All lives are bound in time


I occasionally apply to juried shows that don’t charge fees to submit. Charging fees is often primarily a money making scheme for the organization and not necessarily beneficial for artists. Also, artists provide thousands of non-artists with jobs, yet more non-artists make more money from art than artists.

Last year I applied to a show in Hong Kong about “identity” that didn’t charge fees. I was drawn to the concept of “identity,” which is an ongoing topic in Continuum Movement, a practice I’ve been doing for almost 20 years. However, the requirements of the show were specifically about identity as it pertains to Hong Kong. Never having been to Hong Kong, I invited Stanley Chow, an artist from Hong Kong to collaborate with me.

The following was our proposal, informed and inspired by Continuum.

“Positioned between cultural and the self, we, (Barbara Schaefer and Stanley Chow), artists residing in different cities, (Hong Kong and New York) have merged forms to experience an expansive way of seeing “identity”. As pertaining to the cultural identity -- and all its subcategories -- of Hong Kong, we have used “place” as the holder of “self” or human forms, disengaged from their roots or usual settings. We inadvertently ask questions as to the purpose of these figures that observe, hover and float through Hong Kong. Are they misplaced? Are they looking for something? Are they looking for a place to fit in within this rapidly growing city? Are they even aware of their surroundings?

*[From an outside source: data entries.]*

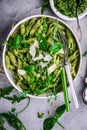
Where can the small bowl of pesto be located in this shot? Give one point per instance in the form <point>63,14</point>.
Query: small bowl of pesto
<point>66,9</point>
<point>33,55</point>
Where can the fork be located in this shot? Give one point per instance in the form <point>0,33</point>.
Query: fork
<point>63,40</point>
<point>79,33</point>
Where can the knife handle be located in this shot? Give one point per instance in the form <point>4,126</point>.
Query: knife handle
<point>67,68</point>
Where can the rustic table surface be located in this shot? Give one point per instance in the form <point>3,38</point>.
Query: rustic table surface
<point>12,12</point>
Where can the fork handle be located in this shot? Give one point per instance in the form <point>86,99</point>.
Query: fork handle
<point>67,68</point>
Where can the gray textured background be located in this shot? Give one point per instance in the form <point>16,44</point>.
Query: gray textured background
<point>11,11</point>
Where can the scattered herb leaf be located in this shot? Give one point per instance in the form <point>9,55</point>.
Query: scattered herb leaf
<point>5,91</point>
<point>42,42</point>
<point>13,120</point>
<point>55,48</point>
<point>29,68</point>
<point>2,123</point>
<point>50,122</point>
<point>85,53</point>
<point>44,6</point>
<point>40,115</point>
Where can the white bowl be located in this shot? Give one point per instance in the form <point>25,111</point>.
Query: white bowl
<point>9,74</point>
<point>64,17</point>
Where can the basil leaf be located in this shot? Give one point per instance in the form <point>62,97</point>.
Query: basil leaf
<point>42,42</point>
<point>60,110</point>
<point>14,121</point>
<point>6,91</point>
<point>2,123</point>
<point>85,53</point>
<point>49,123</point>
<point>55,48</point>
<point>15,42</point>
<point>44,6</point>
<point>29,68</point>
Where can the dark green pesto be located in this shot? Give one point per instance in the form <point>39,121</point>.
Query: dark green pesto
<point>68,7</point>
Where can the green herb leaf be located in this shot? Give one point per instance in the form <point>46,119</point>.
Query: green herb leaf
<point>60,124</point>
<point>55,48</point>
<point>60,110</point>
<point>13,109</point>
<point>85,53</point>
<point>65,91</point>
<point>50,122</point>
<point>44,26</point>
<point>13,120</point>
<point>2,123</point>
<point>42,42</point>
<point>44,6</point>
<point>5,91</point>
<point>17,41</point>
<point>29,68</point>
<point>40,115</point>
<point>54,33</point>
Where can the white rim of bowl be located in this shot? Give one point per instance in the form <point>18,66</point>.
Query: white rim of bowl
<point>4,50</point>
<point>64,17</point>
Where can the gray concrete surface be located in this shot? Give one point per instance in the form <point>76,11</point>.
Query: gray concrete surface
<point>12,11</point>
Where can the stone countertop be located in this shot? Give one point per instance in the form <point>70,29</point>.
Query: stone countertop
<point>11,12</point>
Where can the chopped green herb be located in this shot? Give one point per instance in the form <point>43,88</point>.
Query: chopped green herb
<point>42,42</point>
<point>2,123</point>
<point>13,120</point>
<point>40,115</point>
<point>44,6</point>
<point>29,68</point>
<point>55,48</point>
<point>5,91</point>
<point>85,53</point>
<point>13,109</point>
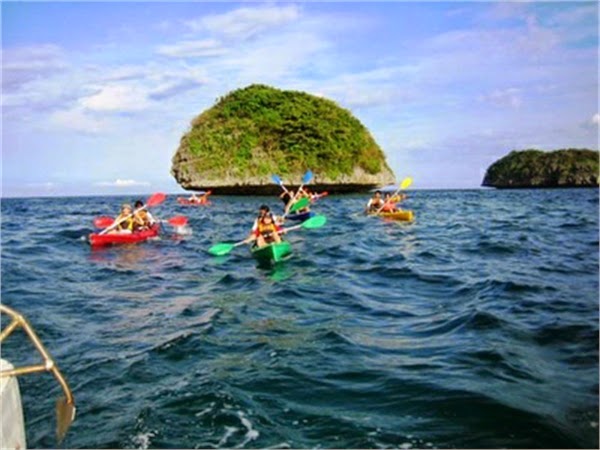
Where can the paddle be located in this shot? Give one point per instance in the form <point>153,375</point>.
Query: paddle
<point>302,203</point>
<point>278,181</point>
<point>155,199</point>
<point>405,183</point>
<point>305,179</point>
<point>224,248</point>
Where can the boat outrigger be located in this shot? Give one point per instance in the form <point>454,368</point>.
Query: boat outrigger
<point>13,425</point>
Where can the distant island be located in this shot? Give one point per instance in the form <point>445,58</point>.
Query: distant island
<point>252,133</point>
<point>539,169</point>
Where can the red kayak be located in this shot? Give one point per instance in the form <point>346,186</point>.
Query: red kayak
<point>101,240</point>
<point>315,197</point>
<point>186,201</point>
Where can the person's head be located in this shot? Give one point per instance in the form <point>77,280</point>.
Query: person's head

All lives are bound in time. When you take a system far from its status quo, you increase the flow of information. We take these figures away from the redundancy of the entrapment of patterns to discover and build coherency. Symbolically, we have removed and displaced figures to increase their possibilities. We invite, capture and feature in these photos, the mystery of a suspended moment.

Identity can be a support or a glue that binds. In terms of fluidity, it is always in flux.”

On a personal level, I once had a physical experience pertaining to identity that still hovers over my consciousness. I was in a Continuum dive on the floor of my loft. Delicious sensations were pouring through my body, awakening feelings of expansiveness and fluidity. I had the sense that if I continued in this trajectory – feeling the sensations and opening wider -- I would become enlightened. Then, a voice quickly spoke up, saying “then how are you going to recognize yourself?” This caused me to continue asking myself questions: “Do you still feel dizzy when you move your head to the right? Do you still feel the little pain in your hip?” And so on. The little discomforts, problems and habitual responses of the body and mind are also how we identify ourselves, no matter if they are unpleasant. They keep us bound in our habitual responses, in our self-limiting, fearful states. The redundancy becomes the entrapment.

On other level, letting Stanley intervene in my work was an attempt to move out of my own self-limiting sense of identity. And to relinquish a bit of my ego by not claiming sole authorship.

To see more images of this work please visit the "identity" page of my website.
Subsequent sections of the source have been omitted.